Musul’un kaybı, Kerkük’ün kaybı ve diğer stratejik bölgelerde yaşadığımız zayıflıklar, içerideki birlik eksikliğinden kaynaklanmaktadır. Geçmişte Osmanlı, üç kıtada yalnızca kılıcıyla değil, adaletiyle de hükmetmiş, mazlumların yanında olmuştur. Bugün ise bu miras reddedilmiş ve tarih unutulmuştur. Cumhuriyet, bir halkın yeniden doğuşu olabilirdi, ancak tarihten koparak değil, onu sahiplenerek. Bugün hala gençlerimize, "Bu topraklar kolay kazanılmadı" diyoruz ama gerçekte biz, o toprakları savunacak bir birlik ve kararlılıktan yoksunuz.

Türkiye’deki siyasi bölünmüşlük, toplumsal huzuru ve ulusal güvenliği tehdit ediyor. Eğer biz, yalnızca siyasi renkler, mezhepler ya da etnik kimlikler üzerinden hareket etmeye devam edersek, Musul gibi stratejik toprakları yeniden kaybetmekle kalmayız, içeride de birliği sağlayamayız. İçerideki bölünmüşlük, dışarıda güçlü bir duruş sergilememizi engelliyor.

Eğer bir millet, tüm bireyleriyle eşit haklara sahip olmayı ve ortak bir amaç doğrultusunda birleşmeyi başaramazsa, dış tehditlere karşı durmak ve ulusal çıkarları savunmak imkansızlaşır. Bugün Türkiye’nin en büyük zayıflığı, içindeki kutuplaşmalardan kaynaklanıyor. Bu nedenle, dış tehditler karşısında güçlü ve etkili bir duruş sergileyebilmek için içerideki birlik ve beraberlik şarttır.
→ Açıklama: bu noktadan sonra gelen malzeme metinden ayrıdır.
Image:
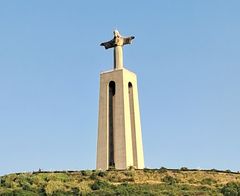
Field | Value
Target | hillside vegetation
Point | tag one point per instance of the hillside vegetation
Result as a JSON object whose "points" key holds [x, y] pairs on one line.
{"points": [[129, 182]]}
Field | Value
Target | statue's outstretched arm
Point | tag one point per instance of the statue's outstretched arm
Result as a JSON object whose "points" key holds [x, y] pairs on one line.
{"points": [[108, 44]]}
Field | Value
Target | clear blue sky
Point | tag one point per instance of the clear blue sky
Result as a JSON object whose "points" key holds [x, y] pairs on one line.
{"points": [[187, 58]]}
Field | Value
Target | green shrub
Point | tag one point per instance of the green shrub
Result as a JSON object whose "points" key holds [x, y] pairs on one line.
{"points": [[86, 172], [102, 174], [208, 181], [184, 169], [99, 184], [169, 180], [231, 189]]}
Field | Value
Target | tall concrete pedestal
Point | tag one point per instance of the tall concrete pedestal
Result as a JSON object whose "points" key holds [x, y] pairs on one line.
{"points": [[119, 130]]}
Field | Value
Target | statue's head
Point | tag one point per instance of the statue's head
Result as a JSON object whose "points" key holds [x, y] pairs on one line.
{"points": [[116, 33]]}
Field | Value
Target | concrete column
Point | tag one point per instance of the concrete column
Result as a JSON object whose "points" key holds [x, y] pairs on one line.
{"points": [[127, 136], [118, 57]]}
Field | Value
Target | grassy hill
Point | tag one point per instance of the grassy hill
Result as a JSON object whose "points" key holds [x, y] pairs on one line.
{"points": [[129, 182]]}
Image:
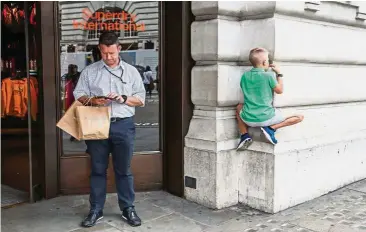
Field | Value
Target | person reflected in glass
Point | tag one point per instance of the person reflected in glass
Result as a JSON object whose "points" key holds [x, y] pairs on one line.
{"points": [[71, 80]]}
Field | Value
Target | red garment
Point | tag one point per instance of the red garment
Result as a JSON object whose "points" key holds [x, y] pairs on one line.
{"points": [[69, 96]]}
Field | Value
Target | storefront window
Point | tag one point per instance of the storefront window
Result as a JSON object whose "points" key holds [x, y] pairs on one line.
{"points": [[136, 24]]}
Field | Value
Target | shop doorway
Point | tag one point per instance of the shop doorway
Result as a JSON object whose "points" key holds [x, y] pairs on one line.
{"points": [[21, 108]]}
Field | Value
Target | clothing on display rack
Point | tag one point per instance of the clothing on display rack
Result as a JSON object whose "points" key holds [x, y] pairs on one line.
{"points": [[14, 97]]}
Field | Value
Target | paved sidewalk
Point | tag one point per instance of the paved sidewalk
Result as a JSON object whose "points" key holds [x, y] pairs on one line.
{"points": [[340, 211]]}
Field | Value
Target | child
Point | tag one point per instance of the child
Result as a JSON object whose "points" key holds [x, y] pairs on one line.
{"points": [[258, 86]]}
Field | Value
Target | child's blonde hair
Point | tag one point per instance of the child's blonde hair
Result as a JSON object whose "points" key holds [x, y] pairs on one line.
{"points": [[257, 56]]}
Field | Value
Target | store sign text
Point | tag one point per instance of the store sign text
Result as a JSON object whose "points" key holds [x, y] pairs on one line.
{"points": [[101, 20]]}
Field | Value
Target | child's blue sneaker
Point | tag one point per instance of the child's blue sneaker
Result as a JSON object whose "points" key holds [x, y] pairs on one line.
{"points": [[245, 141], [269, 133]]}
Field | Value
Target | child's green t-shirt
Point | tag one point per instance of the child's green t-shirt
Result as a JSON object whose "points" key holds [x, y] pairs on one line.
{"points": [[257, 86]]}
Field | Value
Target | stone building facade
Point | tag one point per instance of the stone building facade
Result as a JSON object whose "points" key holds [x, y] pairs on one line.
{"points": [[320, 47]]}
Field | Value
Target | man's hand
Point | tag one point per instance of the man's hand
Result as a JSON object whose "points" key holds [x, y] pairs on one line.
{"points": [[85, 100], [275, 68], [116, 97]]}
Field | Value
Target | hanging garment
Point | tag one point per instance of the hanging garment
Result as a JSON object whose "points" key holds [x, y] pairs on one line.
{"points": [[32, 17], [14, 97]]}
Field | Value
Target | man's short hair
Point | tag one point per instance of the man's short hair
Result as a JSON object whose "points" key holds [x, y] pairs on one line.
{"points": [[108, 38], [257, 56]]}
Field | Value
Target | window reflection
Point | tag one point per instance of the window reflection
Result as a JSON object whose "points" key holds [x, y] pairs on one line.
{"points": [[136, 24]]}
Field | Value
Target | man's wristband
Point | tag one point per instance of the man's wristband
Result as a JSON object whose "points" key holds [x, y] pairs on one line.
{"points": [[124, 98]]}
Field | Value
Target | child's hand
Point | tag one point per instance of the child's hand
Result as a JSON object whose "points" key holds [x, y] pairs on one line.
{"points": [[275, 68]]}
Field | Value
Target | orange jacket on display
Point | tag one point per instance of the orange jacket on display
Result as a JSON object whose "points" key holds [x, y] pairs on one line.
{"points": [[14, 97]]}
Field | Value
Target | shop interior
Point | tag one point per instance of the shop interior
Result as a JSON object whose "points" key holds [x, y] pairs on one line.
{"points": [[20, 108]]}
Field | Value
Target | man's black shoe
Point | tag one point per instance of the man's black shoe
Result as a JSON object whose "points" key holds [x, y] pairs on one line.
{"points": [[92, 218], [130, 216]]}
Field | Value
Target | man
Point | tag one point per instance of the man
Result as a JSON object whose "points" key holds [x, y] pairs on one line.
{"points": [[258, 86], [119, 85]]}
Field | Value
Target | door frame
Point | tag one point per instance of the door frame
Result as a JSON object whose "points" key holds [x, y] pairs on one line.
{"points": [[176, 108]]}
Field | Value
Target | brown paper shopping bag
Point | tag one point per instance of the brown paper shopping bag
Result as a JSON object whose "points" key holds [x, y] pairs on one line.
{"points": [[94, 122], [69, 123]]}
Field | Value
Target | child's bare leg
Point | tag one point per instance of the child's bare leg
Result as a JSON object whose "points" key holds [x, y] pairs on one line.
{"points": [[242, 127], [289, 121]]}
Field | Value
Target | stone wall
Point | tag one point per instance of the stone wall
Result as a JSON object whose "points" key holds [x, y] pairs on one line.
{"points": [[320, 47]]}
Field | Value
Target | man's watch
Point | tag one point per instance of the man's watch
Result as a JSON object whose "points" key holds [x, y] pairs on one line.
{"points": [[124, 98]]}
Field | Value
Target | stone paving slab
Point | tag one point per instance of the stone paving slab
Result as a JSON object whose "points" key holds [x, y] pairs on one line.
{"points": [[340, 211]]}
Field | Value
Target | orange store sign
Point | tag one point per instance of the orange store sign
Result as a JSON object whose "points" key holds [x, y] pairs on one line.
{"points": [[102, 20]]}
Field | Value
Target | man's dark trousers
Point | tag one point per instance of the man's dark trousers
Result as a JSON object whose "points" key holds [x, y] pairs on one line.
{"points": [[120, 144]]}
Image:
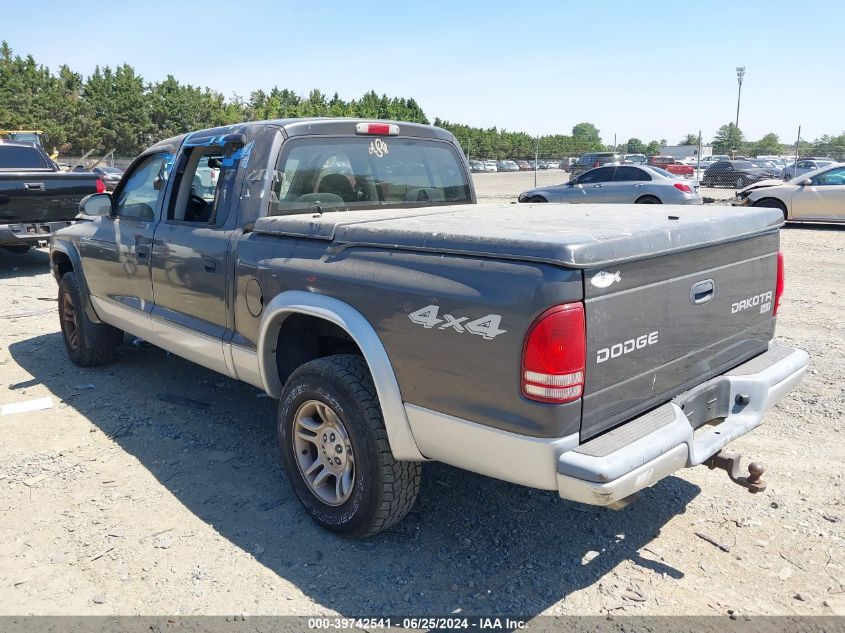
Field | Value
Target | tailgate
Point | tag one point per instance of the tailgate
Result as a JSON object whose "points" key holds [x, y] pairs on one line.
{"points": [[27, 197], [657, 327]]}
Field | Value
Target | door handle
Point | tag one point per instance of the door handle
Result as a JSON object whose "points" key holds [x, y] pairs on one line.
{"points": [[702, 292]]}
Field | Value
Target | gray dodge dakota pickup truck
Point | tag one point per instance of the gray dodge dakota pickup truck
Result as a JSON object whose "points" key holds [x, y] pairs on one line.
{"points": [[36, 199], [344, 267]]}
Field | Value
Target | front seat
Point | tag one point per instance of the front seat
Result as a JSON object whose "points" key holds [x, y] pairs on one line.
{"points": [[339, 185]]}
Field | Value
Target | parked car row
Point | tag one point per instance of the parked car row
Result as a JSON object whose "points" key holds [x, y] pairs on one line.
{"points": [[622, 184], [480, 166]]}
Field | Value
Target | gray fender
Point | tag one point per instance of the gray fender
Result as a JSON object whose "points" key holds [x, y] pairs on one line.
{"points": [[402, 442], [70, 251]]}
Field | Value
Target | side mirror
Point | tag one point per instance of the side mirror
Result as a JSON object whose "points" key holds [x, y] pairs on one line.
{"points": [[96, 204]]}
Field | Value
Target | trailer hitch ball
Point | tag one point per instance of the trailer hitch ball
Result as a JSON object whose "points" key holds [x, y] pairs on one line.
{"points": [[732, 464]]}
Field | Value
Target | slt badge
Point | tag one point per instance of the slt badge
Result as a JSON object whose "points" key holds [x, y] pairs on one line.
{"points": [[604, 279]]}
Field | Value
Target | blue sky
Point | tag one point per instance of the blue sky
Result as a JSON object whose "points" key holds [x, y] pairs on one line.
{"points": [[650, 69]]}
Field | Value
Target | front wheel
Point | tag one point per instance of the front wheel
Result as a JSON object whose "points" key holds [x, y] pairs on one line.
{"points": [[18, 249], [335, 451], [88, 344], [648, 200]]}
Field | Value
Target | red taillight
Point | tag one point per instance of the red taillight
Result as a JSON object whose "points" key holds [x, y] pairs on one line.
{"points": [[553, 357], [778, 284], [377, 129]]}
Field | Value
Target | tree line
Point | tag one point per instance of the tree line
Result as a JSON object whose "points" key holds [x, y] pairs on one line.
{"points": [[116, 109]]}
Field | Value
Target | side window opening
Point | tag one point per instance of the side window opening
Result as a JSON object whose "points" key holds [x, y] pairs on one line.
{"points": [[139, 197], [200, 186]]}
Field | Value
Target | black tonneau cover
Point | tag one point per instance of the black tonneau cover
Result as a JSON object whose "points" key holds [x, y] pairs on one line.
{"points": [[578, 236]]}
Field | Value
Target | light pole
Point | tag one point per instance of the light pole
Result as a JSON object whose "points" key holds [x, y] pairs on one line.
{"points": [[740, 74]]}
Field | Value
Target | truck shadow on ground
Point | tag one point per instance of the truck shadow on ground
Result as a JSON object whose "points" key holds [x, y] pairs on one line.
{"points": [[14, 265], [471, 544]]}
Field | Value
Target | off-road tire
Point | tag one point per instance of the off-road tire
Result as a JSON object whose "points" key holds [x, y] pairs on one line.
{"points": [[95, 343], [384, 489]]}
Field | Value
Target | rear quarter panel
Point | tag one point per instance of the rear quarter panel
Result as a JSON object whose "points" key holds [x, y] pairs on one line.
{"points": [[442, 367]]}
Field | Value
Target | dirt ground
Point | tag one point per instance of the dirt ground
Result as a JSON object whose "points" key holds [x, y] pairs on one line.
{"points": [[121, 499]]}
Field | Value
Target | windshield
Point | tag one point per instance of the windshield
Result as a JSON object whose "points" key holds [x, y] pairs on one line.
{"points": [[367, 172]]}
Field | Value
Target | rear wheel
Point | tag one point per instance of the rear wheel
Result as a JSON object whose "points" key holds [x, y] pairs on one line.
{"points": [[648, 200], [334, 448], [87, 343], [773, 203]]}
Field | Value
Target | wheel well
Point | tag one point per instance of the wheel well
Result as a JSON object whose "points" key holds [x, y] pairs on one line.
{"points": [[303, 338], [779, 204], [61, 264]]}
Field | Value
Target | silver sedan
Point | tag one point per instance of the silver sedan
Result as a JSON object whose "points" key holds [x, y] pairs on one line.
{"points": [[818, 196], [620, 184]]}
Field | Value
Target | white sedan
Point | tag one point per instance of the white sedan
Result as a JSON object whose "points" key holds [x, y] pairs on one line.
{"points": [[818, 196]]}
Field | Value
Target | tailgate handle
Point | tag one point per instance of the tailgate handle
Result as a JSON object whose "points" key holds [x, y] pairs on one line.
{"points": [[702, 292]]}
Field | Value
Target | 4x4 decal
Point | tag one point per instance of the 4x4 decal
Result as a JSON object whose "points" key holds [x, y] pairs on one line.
{"points": [[487, 327]]}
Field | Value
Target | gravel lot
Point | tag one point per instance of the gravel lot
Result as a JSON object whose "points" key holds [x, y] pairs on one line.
{"points": [[115, 501]]}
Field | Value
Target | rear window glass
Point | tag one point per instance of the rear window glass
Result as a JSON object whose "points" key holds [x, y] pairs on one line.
{"points": [[367, 172], [12, 157]]}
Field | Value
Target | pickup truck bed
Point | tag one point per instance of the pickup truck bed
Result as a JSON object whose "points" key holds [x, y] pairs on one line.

Birlik ve irade ile gelecek inşa edilebilir. Musul’un kaybı, sadece bir coğrafi toprak kaybı değil, aynı zamanda milli hafızamızda silinmeyen bir yara açmıştır. Tarihten ders almak, geçmişin hatalarını tekrarlamamak ve toplumun her bireyini eşit görmek, güçlü bir milletin temel ilkeleridir. Eğer biz, farklılıklarımızı bir kenara bırakıp, ortak hedefler etrafında birleşmezsek, sadece dışarıda değil, içeride de büyük bir tehlike ile karşı karşıya kalırız.

Musul, Kerkük ve diğer kayıplar, içerideki bölünmüşlüğün dışarıdaki etkileridir. Eğer şimdi bir araya gelmezsek, yarının kayıpları daha büyük olabilir. Bu yüzden, artık suskun kalma devri bitmeli; kararlar, irade ve birlikle alınmalıdır. Türkiye’nin geleceği, bu toprakların ve bu milletin tarihsel mirasını sahiplenmekle şekillenecektir.